On va avoir grand besoin de calme dans les semaines qui viennent. Et sans doute de trouver de nouveaux espaces, en soi comme dans les coins les plus reculés de sa maison/son appartement. C’est un peu ce que parvient à faire le Français Cabane : pousser délicatement les murs pour nous livrer un disque qui n’est pas sans ressembler à un conte de fées raconté au fond des bois. Et qui a pour ambitieux titre – pour une Cabane, s’entend – Grande est la maison. Ça commence par un Tu ne joueras plus à l’amour chanté par le countryman américain Bonnie “Prince” Billy (non, il ne suffira pas de jouer à l’amour par les temps qui viennent, il va falloir plus que ça) et ça se poursuit avec Now, Winter Comes avec Kate Stables de This is The Kit.
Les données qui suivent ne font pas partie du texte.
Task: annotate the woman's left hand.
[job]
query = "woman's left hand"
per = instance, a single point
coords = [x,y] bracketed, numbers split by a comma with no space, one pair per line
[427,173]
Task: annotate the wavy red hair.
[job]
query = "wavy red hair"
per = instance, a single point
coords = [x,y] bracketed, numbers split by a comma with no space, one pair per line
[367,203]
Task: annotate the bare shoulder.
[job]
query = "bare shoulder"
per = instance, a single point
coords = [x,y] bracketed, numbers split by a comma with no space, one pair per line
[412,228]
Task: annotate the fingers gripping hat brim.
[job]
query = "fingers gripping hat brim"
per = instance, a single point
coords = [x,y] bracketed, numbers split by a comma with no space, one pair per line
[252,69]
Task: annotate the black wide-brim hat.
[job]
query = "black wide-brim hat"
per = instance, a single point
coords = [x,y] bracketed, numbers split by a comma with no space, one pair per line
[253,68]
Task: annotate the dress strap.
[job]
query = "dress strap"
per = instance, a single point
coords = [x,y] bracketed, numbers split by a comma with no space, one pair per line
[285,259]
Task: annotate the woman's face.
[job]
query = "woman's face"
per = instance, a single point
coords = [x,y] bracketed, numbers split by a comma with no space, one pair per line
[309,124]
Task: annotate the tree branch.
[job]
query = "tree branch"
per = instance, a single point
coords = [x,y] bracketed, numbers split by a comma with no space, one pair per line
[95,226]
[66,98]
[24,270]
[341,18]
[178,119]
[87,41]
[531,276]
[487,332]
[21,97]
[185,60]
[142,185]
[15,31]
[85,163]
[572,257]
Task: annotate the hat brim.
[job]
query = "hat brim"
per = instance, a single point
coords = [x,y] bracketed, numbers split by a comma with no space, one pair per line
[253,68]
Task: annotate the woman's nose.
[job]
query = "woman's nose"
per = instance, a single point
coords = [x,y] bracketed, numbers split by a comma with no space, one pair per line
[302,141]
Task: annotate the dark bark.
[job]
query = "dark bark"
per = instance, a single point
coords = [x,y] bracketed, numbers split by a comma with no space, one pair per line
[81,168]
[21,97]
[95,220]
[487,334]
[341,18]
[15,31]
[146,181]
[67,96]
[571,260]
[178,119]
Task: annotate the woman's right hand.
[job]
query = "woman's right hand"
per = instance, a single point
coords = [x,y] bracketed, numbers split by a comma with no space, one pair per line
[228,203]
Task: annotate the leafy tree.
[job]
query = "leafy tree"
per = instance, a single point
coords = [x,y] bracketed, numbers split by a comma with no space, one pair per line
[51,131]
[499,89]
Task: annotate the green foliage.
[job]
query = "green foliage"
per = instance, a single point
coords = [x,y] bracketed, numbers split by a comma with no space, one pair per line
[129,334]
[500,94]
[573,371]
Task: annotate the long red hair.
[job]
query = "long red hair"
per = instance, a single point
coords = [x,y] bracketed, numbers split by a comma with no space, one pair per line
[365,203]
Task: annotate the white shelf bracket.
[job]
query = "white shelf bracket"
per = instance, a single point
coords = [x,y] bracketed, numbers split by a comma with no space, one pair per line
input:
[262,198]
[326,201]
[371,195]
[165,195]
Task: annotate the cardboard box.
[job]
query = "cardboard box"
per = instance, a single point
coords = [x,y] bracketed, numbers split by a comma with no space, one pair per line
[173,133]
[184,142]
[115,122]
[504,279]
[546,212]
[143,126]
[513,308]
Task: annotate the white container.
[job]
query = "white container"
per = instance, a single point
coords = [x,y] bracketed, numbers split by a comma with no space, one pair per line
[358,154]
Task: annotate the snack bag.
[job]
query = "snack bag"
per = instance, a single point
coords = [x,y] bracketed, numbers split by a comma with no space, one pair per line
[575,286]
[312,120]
Les deux alternent au chant (ou parfois s’associent) de leur voix fluette et haut perchée au gré de compositions d’une douceur infinie, rappelant, tel Nick Drake ou telle Vashti Bunyan plongés dans un bain de cordes de chambre, une BO de Disney pour adultes. Un disque qui prend son temps et nous enjoint à faire de même, ça tombe bien, on a tout le temps du monde.

 

Arandel

Arandel

InBach (InFiné)

Dans son dernier disque, Arandel fait quelque peu voler en éclats son dogme (de l’électro sans recours aux machines, composée en ré) en répondant en une seule fois à une double commande de la Philharmonie de Paris (originellement un mix autour de Bach) et du musée de la Cité de la musique (un disque réalisé avec leur collection d’instruments anciens du musée). Et voilà comment est né InBach, où le musicien a pioché dans l’œuvre de Bach (la chose fut mille fois faite par d’autres avant lui) pour livrer de nouvelles versions de ses compositions arrangées à sa guise, complétées, augmentées, démontées, remontées. Avec à ses côtés une pléiade d’interprètes de cristal baschet, de clavecin, d’ondioline, de viole de gambe... : Sébastien Roué, Gaspar Claus, Thomas Bloch. Mais aussi de chanteurs invités : Emmanuelle Parrenin, Ben Shemie, Petra Haden, le grand Areski et Barbara Carlotti pour une Bluette aux airs de slow de l’été. C’est surprenant, plein d’invention et de délicatesse. En un mot, que l’on soit ou non amateur d’“électro”, que l’on soit ou non sensible à Bach, c’est tout simplement sublime.